Shadow Finance Minister, Winston Murray, led the charge. He accused Dr Singh of presenting a budget which not only concealed more than it revealed but also violated the Constitution of Guyana as a result of what he called the lack of consultation.
Prime Minister Samuel Hinds in his presentation that followed Murray’s, rebuffed this notion saying that members of the government met with stakeholders throughout the year and suggestions and information emanating from those meetings were injected in the Budget.
The Shadow Finance Minister told the House that his party’s observation of the budget was the fact that there was a failure of the Government to cast the budget, “and indeed previous budgets, within a clear overarching strategy with clearly identifiable medium and long term objectives.”
He questioned what were the targets for job creation and the projected levels of investments and in what sectors.
“What, if any, tax reforms are to be implemented to create a more competitive and welcoming business environment for investors and what in the medium term is the rate of economic growth we are striving for if Guyana is to attain its true and full potential, and prosperity is to be realised?”
Murray reminded the House that in 2006, a review of the Guyana tax systems found that Guyanese were severely taxed and there were suggestions for a reform. This, he said, is currently gathering dust.
He also chided the Finance Minister for the minimal growth in the economy, adding that the actual growth was far below projections which in themselves were below what is in the National Development Strategy.
The Prime Minister once more took Murray to task on this issue. He said that Murray failed to mention that the world was in an economic crisis and as such Guyana’s growth, however minimal, should be lauded.
Murray told the House that for the Finance Minister to come to the House and declare the largest Budget ever each year did not necessary mean any betterment for the Guyanese people, a position that Hinds again refuted, speaking of the many schools and health facilities among other infrastructural works that greet the Guyanese people each year.
He said that Guyana was in a far better position now than a decade ago.
Murray suggested to the House that with respect to Guyana’s debt situation, Dr Singh reported “considerable reduction of the stock in recent years”. The PNCR agreed with this.
“What the Honourable Minister did not say was that the bulk of the US$933 million stock of debt at end of 2009 represents new money borrowed by the PPP/C Government,” and it is projected to rise to some US$1.3 billion in 2010.
Hinds explained that while Murray sought to paint a picture that there was nothing in the Budget for the average citizen, the populace must recognise that sustained macro-economic stability was of utmost importance to them.

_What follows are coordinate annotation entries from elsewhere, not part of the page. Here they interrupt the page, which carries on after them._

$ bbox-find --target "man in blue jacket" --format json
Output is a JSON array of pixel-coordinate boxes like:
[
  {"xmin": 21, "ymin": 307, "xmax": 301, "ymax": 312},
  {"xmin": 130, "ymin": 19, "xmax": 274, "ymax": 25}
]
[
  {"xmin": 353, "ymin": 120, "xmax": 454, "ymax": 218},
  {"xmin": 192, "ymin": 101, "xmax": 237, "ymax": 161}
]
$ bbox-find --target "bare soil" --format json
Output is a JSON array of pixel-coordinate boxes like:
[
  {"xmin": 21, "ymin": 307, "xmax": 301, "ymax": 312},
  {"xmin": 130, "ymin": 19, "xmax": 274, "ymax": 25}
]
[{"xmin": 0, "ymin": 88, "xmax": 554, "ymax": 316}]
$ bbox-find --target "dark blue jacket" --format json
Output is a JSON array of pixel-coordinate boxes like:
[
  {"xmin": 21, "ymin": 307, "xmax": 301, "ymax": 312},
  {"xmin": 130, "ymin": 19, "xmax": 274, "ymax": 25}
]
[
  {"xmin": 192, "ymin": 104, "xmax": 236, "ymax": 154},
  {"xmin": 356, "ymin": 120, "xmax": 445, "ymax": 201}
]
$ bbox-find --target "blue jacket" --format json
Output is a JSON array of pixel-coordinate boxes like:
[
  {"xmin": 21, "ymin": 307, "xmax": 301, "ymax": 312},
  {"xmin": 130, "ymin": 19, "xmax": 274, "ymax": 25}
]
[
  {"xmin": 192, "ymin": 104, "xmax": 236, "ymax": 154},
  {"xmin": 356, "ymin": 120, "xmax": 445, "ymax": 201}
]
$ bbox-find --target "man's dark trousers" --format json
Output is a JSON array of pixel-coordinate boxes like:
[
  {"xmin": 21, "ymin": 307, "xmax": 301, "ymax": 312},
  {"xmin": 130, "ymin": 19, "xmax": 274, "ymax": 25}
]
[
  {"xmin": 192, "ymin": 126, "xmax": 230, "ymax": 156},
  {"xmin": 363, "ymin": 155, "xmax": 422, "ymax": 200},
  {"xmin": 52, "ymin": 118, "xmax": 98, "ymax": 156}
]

Hinds also congratulated the Bureau of Statistics and the Finance Minister for the rebasing of the National Accounts which he said has removed several anomalies that hindered the placement of Guyana in a better position when an assessment of the economy is done.
The Prime Minister also took Murray to task for his suggestion that the Budget was without vision, adding that the party’s vision is not necessarily placed in the budget but in other documents such as the party’s manifesto and the Low Carbon Development Strategy among others.
He said that as part of the government’s vision, the planners are repositioning and modernising all of the traditional revenue earners to better face the challenges in the future.
Hinds told the House that growth in any economy is achieved in stages and that the ruling party has put measures in place to ensure that the populace could be trained.
Murray had suggested to the Finance Minister that there must be a comprehensive reform of the tax system; clear and uniform ground rules for investment without the imposition of ministerial discretion; a facilitating institutional framework; and an aggressive programme for seeking out investors and investments.
The Prime Minister responded to Murray by telling the House that it was the PNCR that caused the conditions that restricted foreign direct investment, given the numerous demonstrations that had created an unstable environment.